On Mon, 8 Aug 2022 at 18.06, Vilnis Termanis
<vilnis.terma...@iotics.com.invalid> wrote:
> On Mon, 1 Aug 2022 at 12:29, Andy Seaborne <a...@apache.org> wrote:
> >
> >
> >
> > On 28/07/2022 20:50, Vilnis Termanis wrote:
> > > Hi Andy & Jena development community,
> > >
> > > (Answers inline - apologies if I repeat myself)
> > >
> > > FYI - Our aim is to enable end-users to make SPARQL queries whilst
> > > respecting visibility restrictions.
> > > I.e. users (indirectly) add sets of related triples to a dataset and
> > > they can choose who has visibility (beyond themselves) over these,
> > > either: Nobody, Everyone or a chosen set (which can be updated). Note
> > > that this restriction is not by a specific subject or predicate.
> > > (Although the sets of triples do have relationships - not all of them
> > > are known in advance.)
> >
> > Let's clarify terminology here.
> >
> > A "Jena user" is a person or organisation that is downloading Jena,
> > either as the formal release (source code) or convenience binaries (e.g.
> > jars from Maven Central). The "convenience binaries" is the more usual
> case.
> >
> > Not Iotics users. Systems built with Jena have their own users.
> > (The Apache License applies - including clause 7.)
> >
> > The responsibility is between the downstream system builder and their
> > users of product or service being "fit for purpose".
>
> Sorry about that - I should have been clearer with the terms.
>
> In the submission - there is only one entity - the "Fuseki user" (e.g.

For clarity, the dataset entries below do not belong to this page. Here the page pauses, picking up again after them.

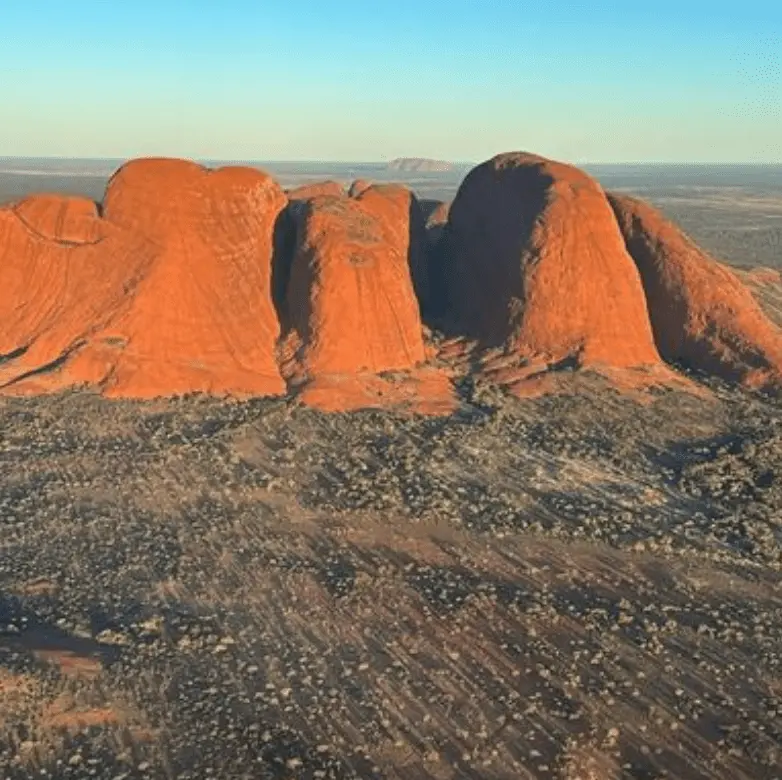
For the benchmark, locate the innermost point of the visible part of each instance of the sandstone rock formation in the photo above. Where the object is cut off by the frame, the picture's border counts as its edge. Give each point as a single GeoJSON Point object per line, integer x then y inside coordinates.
{"type": "Point", "coordinates": [350, 296]}
{"type": "Point", "coordinates": [64, 275]}
{"type": "Point", "coordinates": [533, 261]}
{"type": "Point", "coordinates": [419, 165]}
{"type": "Point", "coordinates": [191, 280]}
{"type": "Point", "coordinates": [353, 313]}
{"type": "Point", "coordinates": [401, 211]}
{"type": "Point", "coordinates": [701, 313]}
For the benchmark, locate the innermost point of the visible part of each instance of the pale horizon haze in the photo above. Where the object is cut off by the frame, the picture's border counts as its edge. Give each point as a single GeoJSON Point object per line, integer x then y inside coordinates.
{"type": "Point", "coordinates": [360, 81]}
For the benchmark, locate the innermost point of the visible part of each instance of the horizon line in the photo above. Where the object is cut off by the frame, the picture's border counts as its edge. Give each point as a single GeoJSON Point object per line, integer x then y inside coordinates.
{"type": "Point", "coordinates": [457, 163]}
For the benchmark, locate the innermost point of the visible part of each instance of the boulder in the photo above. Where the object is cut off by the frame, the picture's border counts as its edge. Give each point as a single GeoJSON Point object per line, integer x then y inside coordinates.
{"type": "Point", "coordinates": [701, 313]}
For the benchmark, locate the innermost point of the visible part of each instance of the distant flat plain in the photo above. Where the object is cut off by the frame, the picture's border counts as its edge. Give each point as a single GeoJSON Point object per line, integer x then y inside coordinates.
{"type": "Point", "coordinates": [733, 211]}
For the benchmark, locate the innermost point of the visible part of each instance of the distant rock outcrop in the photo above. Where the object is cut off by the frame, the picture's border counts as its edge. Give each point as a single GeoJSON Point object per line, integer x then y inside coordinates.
{"type": "Point", "coordinates": [350, 294]}
{"type": "Point", "coordinates": [314, 189]}
{"type": "Point", "coordinates": [419, 165]}
{"type": "Point", "coordinates": [701, 313]}
{"type": "Point", "coordinates": [435, 214]}
{"type": "Point", "coordinates": [534, 262]}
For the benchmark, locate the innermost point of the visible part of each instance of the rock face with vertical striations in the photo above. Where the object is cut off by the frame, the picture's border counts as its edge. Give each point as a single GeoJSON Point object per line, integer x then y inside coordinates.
{"type": "Point", "coordinates": [701, 313]}
{"type": "Point", "coordinates": [350, 295]}
{"type": "Point", "coordinates": [353, 314]}
{"type": "Point", "coordinates": [168, 293]}
{"type": "Point", "coordinates": [533, 261]}
{"type": "Point", "coordinates": [64, 275]}
{"type": "Point", "coordinates": [190, 280]}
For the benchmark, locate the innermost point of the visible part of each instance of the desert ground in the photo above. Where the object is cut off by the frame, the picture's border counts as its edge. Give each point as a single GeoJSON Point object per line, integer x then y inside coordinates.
{"type": "Point", "coordinates": [578, 586]}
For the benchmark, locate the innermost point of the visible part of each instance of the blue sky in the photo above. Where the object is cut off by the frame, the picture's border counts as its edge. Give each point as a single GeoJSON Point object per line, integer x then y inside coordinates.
{"type": "Point", "coordinates": [375, 79]}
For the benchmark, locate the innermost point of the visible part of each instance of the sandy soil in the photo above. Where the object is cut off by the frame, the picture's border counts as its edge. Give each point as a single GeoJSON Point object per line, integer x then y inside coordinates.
{"type": "Point", "coordinates": [570, 587]}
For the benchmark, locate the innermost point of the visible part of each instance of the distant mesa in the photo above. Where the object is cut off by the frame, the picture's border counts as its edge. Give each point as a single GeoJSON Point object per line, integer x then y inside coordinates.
{"type": "Point", "coordinates": [190, 280]}
{"type": "Point", "coordinates": [419, 165]}
{"type": "Point", "coordinates": [702, 315]}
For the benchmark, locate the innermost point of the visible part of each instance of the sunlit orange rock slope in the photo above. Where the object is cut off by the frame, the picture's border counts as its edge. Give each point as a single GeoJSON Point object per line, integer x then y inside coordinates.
{"type": "Point", "coordinates": [168, 293]}
{"type": "Point", "coordinates": [352, 307]}
{"type": "Point", "coordinates": [194, 280]}
{"type": "Point", "coordinates": [534, 262]}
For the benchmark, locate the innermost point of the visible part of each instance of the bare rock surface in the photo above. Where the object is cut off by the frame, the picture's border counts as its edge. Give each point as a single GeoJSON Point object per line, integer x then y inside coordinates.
{"type": "Point", "coordinates": [535, 261]}
{"type": "Point", "coordinates": [701, 312]}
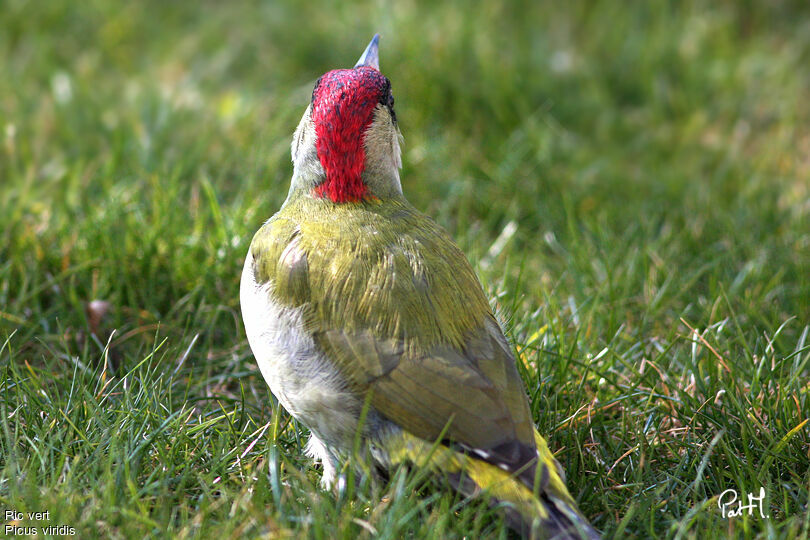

> via BasicAuth) to which the dynamic mode applies. However, since this
> is intended to be used a part of an integration (by Jena users - to
> gate access to their own domain-specific end-users), the
> authentication bit I think is irrelevant. (E.g. a separate service
> endpoint could have the proposed functionality enabled and this is
> what the integration calls.)
>
> >
> > > using a "SELECT {} 1" query, and
> > > adding a certain set of graphs makes the queries on my laptop take:
> > > ~600 graphs ~115ms
> > > ~1500 graphs ~162ms
> > > ~3k graphs ~240ms
> > > ~6k graphs ~400ms
> >
> > That's an illustration of the current system but we don't know what is
> > the cause of the cost.
> >
> > What piece of the code is taking the time?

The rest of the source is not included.